标题:SLFN11 promotes CDT1 degradation by CUL4 in response to replicative DNA damage, while its absence leads to synthetic lethality with ATR/CHK1 inhibitors
期刊名称:Proceedings of the National Academy of Sciences
印刷版ISSN:0027-8424
电子版ISSN:1091-6490
出版年度:2021
卷号:118
期号:6
页码:1
DOI:10.1073/pnas.2015654118
出版社:The National Academy of Sciences of the United States of America
摘要:Schlafen-11 (SLFN11) inactivation in ∼50% of cancer cells confers broad chemoresistance. To identify therapeutic targets and underlying molecular mechanisms for overcoming chemoresistance, we performed an unbiased genome-wide RNAi screen in SLFN11 -WT and -knockout (KO) cells. We found that inactivation of Ataxia Telangiectasia- and Rad3-related (ATR), CHK1, BRCA2, and RPA1 overcome chemoresistance to camptothecin (CPT) in SLFN11 -KO cells. Accordingly, we validate that clinical inhibitors of ATR (M4344 and M6620) and CHK1 (SRA737) resensitize SLFN11 -KO cells to topotecan, indotecan, etoposide, cisplatin, and talazoparib.
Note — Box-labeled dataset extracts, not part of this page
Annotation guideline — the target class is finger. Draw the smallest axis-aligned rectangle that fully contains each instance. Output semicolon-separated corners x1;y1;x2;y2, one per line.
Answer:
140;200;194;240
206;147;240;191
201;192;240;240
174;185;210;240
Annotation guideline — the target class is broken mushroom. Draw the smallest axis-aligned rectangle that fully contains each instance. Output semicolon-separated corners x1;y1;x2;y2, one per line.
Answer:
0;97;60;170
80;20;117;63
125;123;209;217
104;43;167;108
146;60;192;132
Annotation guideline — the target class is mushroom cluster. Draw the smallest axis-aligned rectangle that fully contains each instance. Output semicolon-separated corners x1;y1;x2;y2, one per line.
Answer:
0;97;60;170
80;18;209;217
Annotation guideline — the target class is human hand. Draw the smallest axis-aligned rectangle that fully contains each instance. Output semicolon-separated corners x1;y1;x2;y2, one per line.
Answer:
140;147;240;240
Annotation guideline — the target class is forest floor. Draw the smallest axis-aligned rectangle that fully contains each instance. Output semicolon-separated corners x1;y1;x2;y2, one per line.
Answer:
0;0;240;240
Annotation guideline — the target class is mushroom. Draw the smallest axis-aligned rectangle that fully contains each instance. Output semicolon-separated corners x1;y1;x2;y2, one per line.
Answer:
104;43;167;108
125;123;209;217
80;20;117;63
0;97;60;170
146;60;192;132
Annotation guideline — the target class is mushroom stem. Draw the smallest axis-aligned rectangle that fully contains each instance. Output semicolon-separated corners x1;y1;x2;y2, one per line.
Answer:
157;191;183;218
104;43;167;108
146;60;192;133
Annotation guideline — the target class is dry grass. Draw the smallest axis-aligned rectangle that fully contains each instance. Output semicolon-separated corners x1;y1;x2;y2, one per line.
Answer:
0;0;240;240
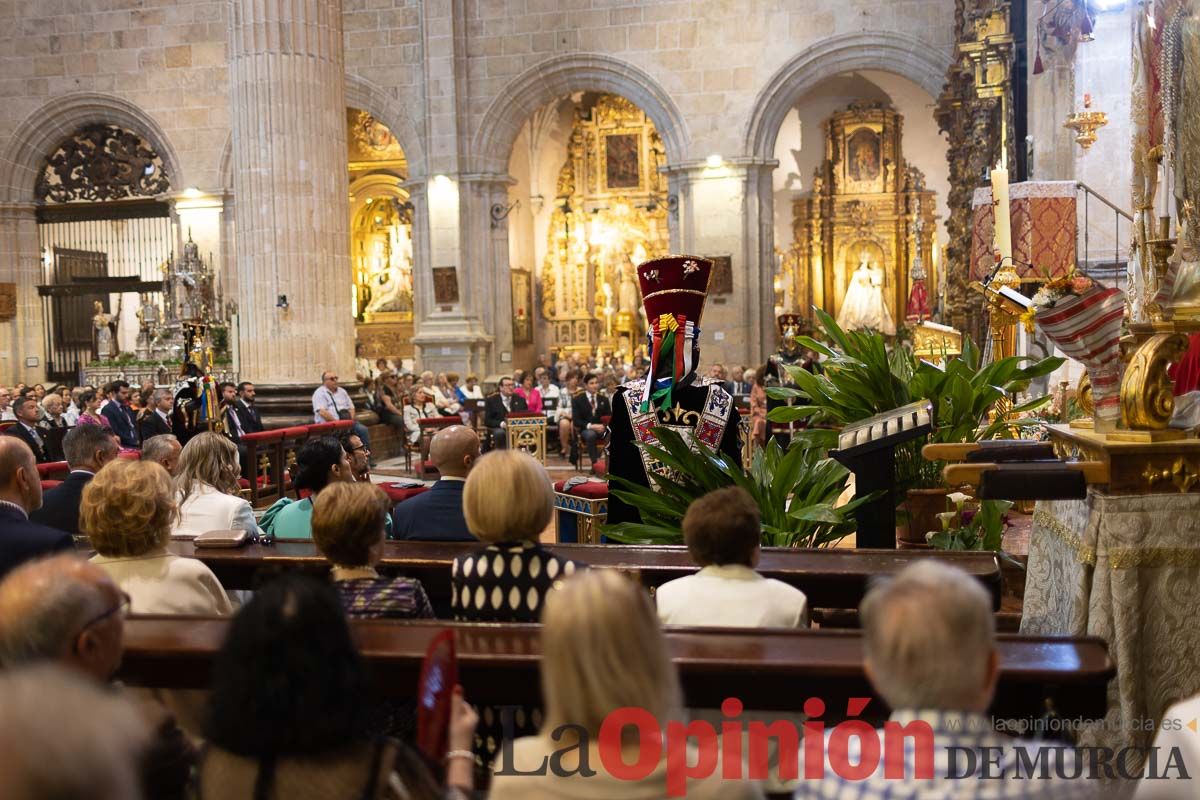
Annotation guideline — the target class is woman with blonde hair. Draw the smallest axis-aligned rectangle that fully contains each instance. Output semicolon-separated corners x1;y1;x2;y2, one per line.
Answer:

We uncover that ATR inhibition significantly increases mitotic defects along with increased CDT1 phosphorylation, which destabilizes kinetochore-microtubule attachments in SLFN11 -KO cells. We also reveal a chemoresistance mechanism by which CDT1 degradation is retarded, eventually inducing replication reactivation under DNA damage in SLFN11 -KO cells. In contrast, in SLFN11-expressing cells, SLFN11 promotes the degradation of CDT1 in response to CPT by binding to DDB1 of CUL4 CDT2 E3 ubiquitin ligase associated with replication forks. We show that the C terminus and ATPase domain of SLFN11 are required for DDB1 binding and CDT1 degradation. Furthermore, we identify a therapy-relevant ATPase mutant (E669K) of the SLFN11 gene in human TCGA and show that the mutant contributes to chemoresistance and retarded CDT1 degradation. Taken together, our study reveals new chemotherapeutic insights on how targeting the ATR pathway overcomes chemoresistance of SLFN11-deficient cancers. It also demonstrates that SLFN11 irreversibly arrests replication by degrading CDT1 through the DDB1–CUL4 CDT2 ubiquitin ligase.